Monitoring Software Reduces Scrap
Staff -- Semiconductor International, 2/1/2002
Cimetrix Inc. (Salt Lake City) and Motorola (Schaumburg, Ill.) announced that Manufacturing Pulse with Cimetrix's GEM Host Manager has passed a new milestone, with connections to more than 1500 surface-mount technology (SMT) machines. These machines are located in 14 different factories worldwide. Manufacturing Pulse has demonstrated reductions in scrap and critical process variation by 30 and 50%, respectively, and increases in capital equipment utilization of 30%.
Motorola has been using Manufacturing Pulse with Cimetrix's GEM Host Manager internally since March 2000. This monitoring software was developed to improve the overall throughput of Motorola's own SMT lines. Motorola released Manufacturing Pulse to the public in June 2001.

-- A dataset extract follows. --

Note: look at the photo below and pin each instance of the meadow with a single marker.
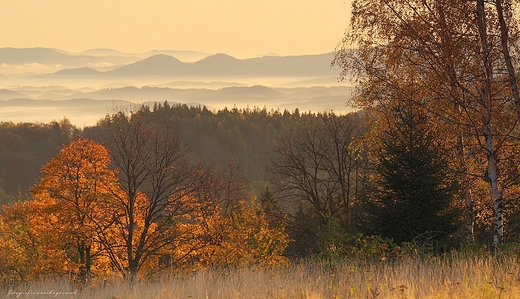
(485, 276)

According to the companies, without management software, SMT placement equipment machines reject ~1% of the components during assembly. The machines' feeders, nozzles and cameras experience a variety of technical problems daily, which go unreported. Also, SMT discrete processing lines experience frequent equipment bottlenecks and poorly balanced process flow, causing SMT lines to perform significantly below maximum potential. Due to the lack of a cohesive multi-tool reporting system, component scrap and underutilization of SMT placement equipment has been invisible to management, especially in a mixed-line environment. Manufacturing Pulse fills the need for a robust, flexible equipment monitor that works on all SMT equipment vendors' machines to provide real-time, shop-floor information to the entire organization.